Justice is not murder

IF I may I’d like to thank Mr Brown from Warkworth for showing interest and concern and replying to my letter in the first instant in Gazette, February 17.

We did not agree and I was said to be outdated and immoral in asking Sir Alan Beith to debate the capital punishment law because of this “Crossbow Cannibal’s” admission to killing three women.

This person is surprised that Sir Alan Beith replied to such a letter, and I am myself surprised at such a comment when he is our MP.

Let me say to this person that we have neither the time or money to pursue this “pipe dream” with criminal behaviour.

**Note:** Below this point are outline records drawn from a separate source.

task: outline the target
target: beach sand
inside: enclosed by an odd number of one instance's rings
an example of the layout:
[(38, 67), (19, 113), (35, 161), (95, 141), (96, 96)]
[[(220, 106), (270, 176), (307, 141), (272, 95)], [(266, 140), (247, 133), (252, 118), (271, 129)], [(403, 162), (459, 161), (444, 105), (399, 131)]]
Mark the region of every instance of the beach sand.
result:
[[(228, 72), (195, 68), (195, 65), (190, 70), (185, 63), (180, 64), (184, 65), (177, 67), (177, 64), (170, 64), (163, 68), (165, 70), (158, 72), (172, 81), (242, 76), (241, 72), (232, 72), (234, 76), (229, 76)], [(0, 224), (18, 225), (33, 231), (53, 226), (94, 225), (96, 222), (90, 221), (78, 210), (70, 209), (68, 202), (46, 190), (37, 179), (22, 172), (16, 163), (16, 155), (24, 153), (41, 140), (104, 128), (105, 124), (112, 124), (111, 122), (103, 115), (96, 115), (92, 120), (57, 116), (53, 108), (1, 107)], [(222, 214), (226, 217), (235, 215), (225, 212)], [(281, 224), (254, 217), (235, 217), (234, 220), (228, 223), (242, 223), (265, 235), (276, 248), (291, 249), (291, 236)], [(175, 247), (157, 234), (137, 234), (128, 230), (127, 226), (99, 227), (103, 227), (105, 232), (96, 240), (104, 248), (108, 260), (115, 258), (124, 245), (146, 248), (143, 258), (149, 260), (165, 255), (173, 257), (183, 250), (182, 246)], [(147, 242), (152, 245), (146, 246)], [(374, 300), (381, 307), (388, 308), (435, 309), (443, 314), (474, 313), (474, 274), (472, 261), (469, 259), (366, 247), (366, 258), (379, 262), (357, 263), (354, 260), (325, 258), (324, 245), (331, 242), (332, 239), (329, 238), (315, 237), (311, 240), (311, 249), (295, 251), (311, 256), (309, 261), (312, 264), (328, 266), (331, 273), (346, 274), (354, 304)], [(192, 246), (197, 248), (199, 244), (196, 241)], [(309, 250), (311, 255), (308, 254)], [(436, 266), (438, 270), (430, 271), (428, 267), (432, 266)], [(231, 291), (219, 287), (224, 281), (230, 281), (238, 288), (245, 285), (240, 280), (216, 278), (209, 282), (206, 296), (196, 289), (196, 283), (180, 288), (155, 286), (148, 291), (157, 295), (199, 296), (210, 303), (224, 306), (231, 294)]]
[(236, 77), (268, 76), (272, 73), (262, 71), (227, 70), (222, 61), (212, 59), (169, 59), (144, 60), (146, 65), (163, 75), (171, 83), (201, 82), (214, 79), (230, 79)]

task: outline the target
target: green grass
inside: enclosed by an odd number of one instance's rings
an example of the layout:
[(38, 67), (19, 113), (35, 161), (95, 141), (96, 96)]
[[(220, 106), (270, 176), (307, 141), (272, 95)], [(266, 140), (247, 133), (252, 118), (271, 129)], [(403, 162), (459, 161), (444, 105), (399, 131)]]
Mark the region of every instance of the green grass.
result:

We shall always have such people and how many murderers have done their time in prison and on release repeated their crime again?

A judge may give a murderer 10 years in prison and someone’s life now may last for 75 years, so 10 from this figure leaves 65 which I find is not a fair exchange.

We must offer concern and help to those who survive death from such people and my thoughts go to the young lady who lost both legs in the London bombing, yet was determined to walk down the aisle at her wedding.

Courage of this calibre needs all the support possible and I say to our MP and his colleagues, are votes for criminals more important that addressing and dealing properly with those who have killed and behaved badly?

In reply to Mr Brown’s letters of February 24, concerning the “Crossbow Cannibal” having admitted to killing three women, he says murder is murder, no matter what.

My opinion differs slightly because murder in the first part is a crime committed by someone for whatever reason and taking away someone’s life, which I find absolutely outrageous.

I find this acceptance of such a crime unbelievable and to say we are no better than the criminal offering punishment similar in life terms is absolute nonsense – the criminal took a life unlawfully and must pay the penalty of such a crime which can not be classified as murder in my opinion.

Mr Brown should be aware that to visit records of archive material of crime he would find that there are people who were given a prison term for murder and completed it, only on release to commit a similar crime.

This lottery of crime puts the lawful person at a total disadvantage, the criminal knows time is all they shall lose and if they are prepared to do the time it says someone’s life is to be taken and we call this murder (no matter what).

Let me end my letter and thank Mr Brown for interest in my letter and to say I don’t favour capital punishment unless as in this case it is without risk and may I also say I carried a gas mask to my school and albeit blackout was with us all we could live much freer than today without the “bleeding hearts” society.